The chairman of the Senate committee on media and public affairs, Yemi Adaramodu, has said the Senate has no time for skit-making after suspended Senator Natasha Akpoti-Uduaghan attempted to resume her duties on Tuesday.
It would be recalled that Senator Natasha, who represents Kogi Central, is under a six-month suspension imposed in May after she accused the Senate President, Godswill Akpabio, of victimising her.
On Saturday, she wrote to the Senate that she would be resuming on Tuesday, citing a court ruling recommending that she should be reabsorbed into the Senate in the interest of the people she represents.
She made good her promise to show up on Tuesday, but was stopped from driving into the National Assembly Complex.
The embattled Senator disembarked from her car and continued on foot, but was not able to gain entry into the upper chamber.
Speaking on Channels Television’s Politics Today on Tuesday evening, the Senate’s spokesperson, Adaramodu, said Akpoti-Uduaghan was only indulging in “political theatrics”.
He said the Senate had a lot more to deal with than to be watching skit-making and content creation.
Adaramodu said he had always maintained that his colleague, Senator Natasha, was acting for the camera and that it was all about content creation.
He said he had been vindicated, and it was now degenerating into a season film.
Adaramodu said they were lawmakers and were not interested. “We are lawmakers, not actors”, he declared.
The senator said it was not the responsibility of a litigant to enforce a court judgment.

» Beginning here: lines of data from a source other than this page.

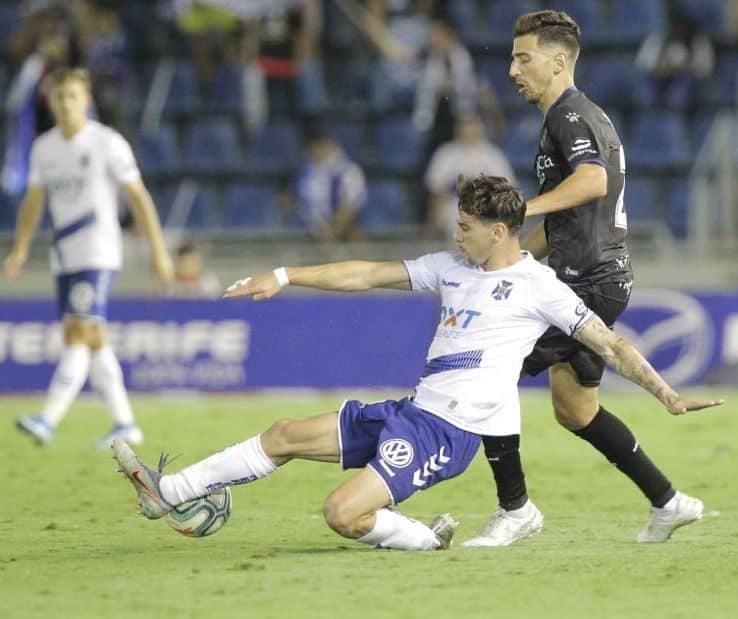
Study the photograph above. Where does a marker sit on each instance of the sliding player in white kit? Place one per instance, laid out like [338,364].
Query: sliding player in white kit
[81,164]
[496,301]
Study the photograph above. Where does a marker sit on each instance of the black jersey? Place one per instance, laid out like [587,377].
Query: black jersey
[586,242]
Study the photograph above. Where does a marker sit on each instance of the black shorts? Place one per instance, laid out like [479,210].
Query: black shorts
[607,301]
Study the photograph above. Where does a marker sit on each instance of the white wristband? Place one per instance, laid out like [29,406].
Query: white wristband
[281,275]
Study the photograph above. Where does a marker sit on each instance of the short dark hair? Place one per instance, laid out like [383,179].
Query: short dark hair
[492,198]
[551,27]
[68,74]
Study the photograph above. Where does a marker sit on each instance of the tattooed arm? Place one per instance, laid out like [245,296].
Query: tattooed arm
[623,357]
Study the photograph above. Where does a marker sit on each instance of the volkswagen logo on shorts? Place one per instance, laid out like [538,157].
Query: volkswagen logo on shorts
[396,452]
[81,297]
[672,330]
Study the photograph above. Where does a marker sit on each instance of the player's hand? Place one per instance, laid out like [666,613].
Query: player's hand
[680,405]
[13,264]
[258,288]
[163,268]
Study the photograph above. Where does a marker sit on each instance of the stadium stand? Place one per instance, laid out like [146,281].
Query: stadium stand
[207,137]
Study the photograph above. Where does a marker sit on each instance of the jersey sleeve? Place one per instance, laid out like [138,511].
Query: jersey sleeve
[575,137]
[427,271]
[121,160]
[560,306]
[35,171]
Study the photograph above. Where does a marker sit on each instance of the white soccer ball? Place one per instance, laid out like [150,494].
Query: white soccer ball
[203,516]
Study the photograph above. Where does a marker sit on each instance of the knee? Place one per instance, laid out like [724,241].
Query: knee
[277,439]
[339,517]
[570,414]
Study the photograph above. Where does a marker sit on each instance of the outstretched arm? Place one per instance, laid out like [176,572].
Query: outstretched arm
[350,276]
[588,182]
[623,357]
[29,216]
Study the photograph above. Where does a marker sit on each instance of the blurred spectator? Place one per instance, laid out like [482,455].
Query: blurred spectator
[330,191]
[46,37]
[190,278]
[447,88]
[678,60]
[206,28]
[469,153]
[104,51]
[289,59]
[399,31]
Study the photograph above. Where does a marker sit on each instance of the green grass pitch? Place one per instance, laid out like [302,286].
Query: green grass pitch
[72,545]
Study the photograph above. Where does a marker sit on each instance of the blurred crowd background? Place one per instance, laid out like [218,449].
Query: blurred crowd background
[281,131]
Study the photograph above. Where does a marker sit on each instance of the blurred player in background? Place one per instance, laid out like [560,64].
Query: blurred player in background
[468,387]
[81,164]
[581,173]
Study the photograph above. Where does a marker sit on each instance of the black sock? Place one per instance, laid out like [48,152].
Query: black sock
[503,455]
[612,438]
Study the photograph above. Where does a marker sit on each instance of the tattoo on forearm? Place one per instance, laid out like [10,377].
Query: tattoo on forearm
[623,357]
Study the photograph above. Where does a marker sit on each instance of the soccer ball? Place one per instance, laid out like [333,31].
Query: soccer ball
[203,516]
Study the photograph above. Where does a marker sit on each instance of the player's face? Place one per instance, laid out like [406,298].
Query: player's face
[68,102]
[475,237]
[531,67]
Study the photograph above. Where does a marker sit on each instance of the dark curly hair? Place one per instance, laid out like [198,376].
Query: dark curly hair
[551,27]
[492,198]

He said that was the job of the court bailiffs, who were empowered to serve orders on those that should be served as prescribed by the court.
Adaramodiu further asserted that the federal high court did not invalidate Akpoti-Uduaghan’s suspension.
The Senate spokesperson said the same court ordered Natasha to pay a N5 million fine and retract a social media post, but she appealed the ruling.
He wondered why someone who appealed a court order was still trying to enforce it as if it were final.
The senator said by virtue of section 60 of the Nigerian constitution, the Senate did not overreach itself by disciplining an erring member.
On why the suspended senator was not allowed in, Adaramodu said her approach was confrontational.
He said anyone approaching the National Assembly with a placard-carrying mob, chanting war songs, would definitely not be allowed in.